FIG. 9 shows a first method with which a curved extension line can be determined. In doing so, first a coordinate system is loaded in step 91. Methods for producing it are shown, for example, in FIGS. 2 and 12. In the following step 92, an extension projection plane is produced that is spanned between the x- and y-axis of the coordinate system. Optionally, in step 93, an extension projection region can now be defined. The simplest option here is just to project the complete model. In this case, the entire model is determined as a projection region. A second option is to project only half of the model, preferably that half in which the crowns of the teeth are located. The advantage here is that the shape of the mandibular arch emerges more distinctly in this way. In this case, for example, the half above or underneath the extension projection plane can be defined as a projection region. Another option is a slice shaped projection region, the boundaries of the slice being planes that are parallel to the extension projection plane and preferably having only a short distance to one another. Here, too, the advantage is that the shape of the dental arch can be especially easily recognized.
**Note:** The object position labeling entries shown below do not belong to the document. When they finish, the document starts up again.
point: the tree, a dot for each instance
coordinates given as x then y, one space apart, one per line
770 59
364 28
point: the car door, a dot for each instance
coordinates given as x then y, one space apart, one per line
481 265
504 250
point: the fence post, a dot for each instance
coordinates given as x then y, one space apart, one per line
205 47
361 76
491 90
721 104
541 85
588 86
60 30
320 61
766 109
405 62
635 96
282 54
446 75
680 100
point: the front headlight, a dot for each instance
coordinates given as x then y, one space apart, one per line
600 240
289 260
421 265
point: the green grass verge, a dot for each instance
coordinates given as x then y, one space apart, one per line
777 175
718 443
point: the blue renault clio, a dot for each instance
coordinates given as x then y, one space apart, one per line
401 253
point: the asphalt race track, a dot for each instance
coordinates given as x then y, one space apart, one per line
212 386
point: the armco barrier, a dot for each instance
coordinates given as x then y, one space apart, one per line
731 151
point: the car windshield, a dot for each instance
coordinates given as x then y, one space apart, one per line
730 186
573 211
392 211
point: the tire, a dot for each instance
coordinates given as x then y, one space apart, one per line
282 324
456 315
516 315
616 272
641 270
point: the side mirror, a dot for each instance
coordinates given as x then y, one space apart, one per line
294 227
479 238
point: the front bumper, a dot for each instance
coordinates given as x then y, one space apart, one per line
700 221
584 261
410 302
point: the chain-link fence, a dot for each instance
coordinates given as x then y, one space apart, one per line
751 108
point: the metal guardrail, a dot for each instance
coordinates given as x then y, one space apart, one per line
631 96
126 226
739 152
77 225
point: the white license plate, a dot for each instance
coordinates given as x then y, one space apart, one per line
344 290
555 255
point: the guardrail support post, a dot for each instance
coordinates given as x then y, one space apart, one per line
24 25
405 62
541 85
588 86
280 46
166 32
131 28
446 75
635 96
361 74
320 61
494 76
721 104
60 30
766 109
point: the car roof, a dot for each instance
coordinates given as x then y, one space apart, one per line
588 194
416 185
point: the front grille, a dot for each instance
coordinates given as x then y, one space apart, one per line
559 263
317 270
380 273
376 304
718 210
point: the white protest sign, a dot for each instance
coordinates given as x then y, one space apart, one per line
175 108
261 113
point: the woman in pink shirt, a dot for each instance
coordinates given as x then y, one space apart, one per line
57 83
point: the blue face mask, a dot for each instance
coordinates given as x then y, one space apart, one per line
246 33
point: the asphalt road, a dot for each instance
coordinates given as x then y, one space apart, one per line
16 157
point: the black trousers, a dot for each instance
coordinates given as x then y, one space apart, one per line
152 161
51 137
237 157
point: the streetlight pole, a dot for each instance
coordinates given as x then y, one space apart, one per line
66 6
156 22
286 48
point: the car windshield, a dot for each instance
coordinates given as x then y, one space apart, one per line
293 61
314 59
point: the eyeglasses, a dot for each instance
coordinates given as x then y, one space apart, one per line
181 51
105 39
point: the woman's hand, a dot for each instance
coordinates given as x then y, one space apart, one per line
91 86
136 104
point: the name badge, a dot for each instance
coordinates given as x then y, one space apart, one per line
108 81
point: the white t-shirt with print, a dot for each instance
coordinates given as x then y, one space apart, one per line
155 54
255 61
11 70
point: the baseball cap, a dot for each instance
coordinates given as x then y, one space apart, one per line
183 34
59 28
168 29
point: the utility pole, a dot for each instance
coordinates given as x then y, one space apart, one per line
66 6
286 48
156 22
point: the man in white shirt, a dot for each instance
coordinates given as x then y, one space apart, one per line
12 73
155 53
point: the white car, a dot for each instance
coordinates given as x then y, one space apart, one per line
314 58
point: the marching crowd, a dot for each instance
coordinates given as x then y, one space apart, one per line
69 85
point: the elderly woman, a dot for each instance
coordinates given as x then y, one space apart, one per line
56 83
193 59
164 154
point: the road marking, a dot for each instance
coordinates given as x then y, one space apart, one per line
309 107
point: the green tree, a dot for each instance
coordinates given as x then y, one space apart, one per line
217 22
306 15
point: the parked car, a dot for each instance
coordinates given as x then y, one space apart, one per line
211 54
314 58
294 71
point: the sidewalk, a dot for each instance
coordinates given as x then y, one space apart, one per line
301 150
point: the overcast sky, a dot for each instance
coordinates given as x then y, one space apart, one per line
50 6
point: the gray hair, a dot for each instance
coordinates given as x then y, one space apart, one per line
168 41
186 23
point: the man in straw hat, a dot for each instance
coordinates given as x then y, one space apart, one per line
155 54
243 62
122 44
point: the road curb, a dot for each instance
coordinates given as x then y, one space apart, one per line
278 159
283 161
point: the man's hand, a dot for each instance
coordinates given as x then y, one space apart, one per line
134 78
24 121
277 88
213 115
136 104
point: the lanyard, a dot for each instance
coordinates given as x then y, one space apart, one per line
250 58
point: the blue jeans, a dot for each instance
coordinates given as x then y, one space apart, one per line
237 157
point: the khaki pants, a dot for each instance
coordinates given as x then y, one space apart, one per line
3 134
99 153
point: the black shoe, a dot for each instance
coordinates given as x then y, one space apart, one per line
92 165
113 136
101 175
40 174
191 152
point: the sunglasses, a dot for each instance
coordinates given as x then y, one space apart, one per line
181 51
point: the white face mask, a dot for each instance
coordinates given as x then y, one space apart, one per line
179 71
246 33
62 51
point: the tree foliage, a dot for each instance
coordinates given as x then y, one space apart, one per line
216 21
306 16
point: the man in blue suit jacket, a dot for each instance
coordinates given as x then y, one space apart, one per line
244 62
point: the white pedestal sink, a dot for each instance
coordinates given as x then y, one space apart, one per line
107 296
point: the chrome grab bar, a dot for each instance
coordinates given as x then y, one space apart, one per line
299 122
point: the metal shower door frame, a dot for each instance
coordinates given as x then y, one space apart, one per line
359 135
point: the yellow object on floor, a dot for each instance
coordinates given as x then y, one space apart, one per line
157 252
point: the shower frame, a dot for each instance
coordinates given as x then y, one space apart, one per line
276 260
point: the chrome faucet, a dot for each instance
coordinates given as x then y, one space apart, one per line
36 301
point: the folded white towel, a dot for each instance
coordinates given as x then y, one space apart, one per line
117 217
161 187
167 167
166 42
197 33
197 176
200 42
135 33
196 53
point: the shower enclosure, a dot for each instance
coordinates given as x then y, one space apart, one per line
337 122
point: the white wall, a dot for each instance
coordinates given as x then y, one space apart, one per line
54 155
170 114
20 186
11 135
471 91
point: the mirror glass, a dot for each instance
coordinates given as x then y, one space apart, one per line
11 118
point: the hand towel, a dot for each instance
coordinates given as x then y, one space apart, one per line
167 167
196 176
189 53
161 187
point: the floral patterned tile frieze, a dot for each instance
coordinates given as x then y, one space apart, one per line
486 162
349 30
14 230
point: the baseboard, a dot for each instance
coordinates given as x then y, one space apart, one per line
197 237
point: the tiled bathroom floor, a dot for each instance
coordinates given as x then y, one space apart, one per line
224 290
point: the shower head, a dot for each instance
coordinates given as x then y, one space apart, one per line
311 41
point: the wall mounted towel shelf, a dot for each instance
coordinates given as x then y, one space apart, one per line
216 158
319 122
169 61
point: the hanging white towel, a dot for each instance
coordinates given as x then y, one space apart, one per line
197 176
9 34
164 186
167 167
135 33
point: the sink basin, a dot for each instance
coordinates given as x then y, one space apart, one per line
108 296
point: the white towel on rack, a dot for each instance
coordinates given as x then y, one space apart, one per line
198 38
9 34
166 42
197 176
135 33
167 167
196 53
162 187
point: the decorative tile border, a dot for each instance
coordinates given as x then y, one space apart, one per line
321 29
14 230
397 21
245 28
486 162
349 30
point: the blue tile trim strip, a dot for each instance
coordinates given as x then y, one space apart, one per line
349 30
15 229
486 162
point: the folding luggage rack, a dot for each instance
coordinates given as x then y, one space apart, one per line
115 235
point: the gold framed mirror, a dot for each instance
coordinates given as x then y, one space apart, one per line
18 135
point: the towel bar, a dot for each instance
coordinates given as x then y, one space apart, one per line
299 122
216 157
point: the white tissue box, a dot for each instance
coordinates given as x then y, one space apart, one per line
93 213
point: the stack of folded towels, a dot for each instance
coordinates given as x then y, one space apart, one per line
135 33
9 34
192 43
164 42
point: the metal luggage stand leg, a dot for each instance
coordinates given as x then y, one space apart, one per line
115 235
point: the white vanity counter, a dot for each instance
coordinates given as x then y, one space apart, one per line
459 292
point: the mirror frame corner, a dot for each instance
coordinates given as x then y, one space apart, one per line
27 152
After the projection region has been defined, in step 94, all points of the projection region are projected vertically (therefore following the z-axis of the coordinate system) onto the extension projection plane. This yields a 2D point cloud, which is shown symbolically and highly schematically in FIG. 12. In step 95, this point cloud is then subdivided into equally large strips that each run parallel to the x-axis (FIG. 13).

Within each strip, in step 96, the largest and the smallest x-values are then determined, and in step 97, the arithmetic mean is formed. From the arithmetic mean from step 97 and the center of the strip on the y-axis, in step 98, a point that is assigned to one strip at a time and that is shown black in FIG. 14 is then determined for each strip.

If, for example, as a result of gaps in the measurement and/or the projection, a strip does not contain any points, this strip is ignored in the following steps.

Then, in step 99, a curve can be determined from the points from step 98. One especially suitable and preferred method for this purpose is the method of least squares. Other approximation methods can also be used, however. One possible approximated curve 152 that originated according to the method shown in FIG. 9 is shown by FIG. 15.

Furthermore, FIG. 15 illustrates an optional amelioration of the method from FIG. 9.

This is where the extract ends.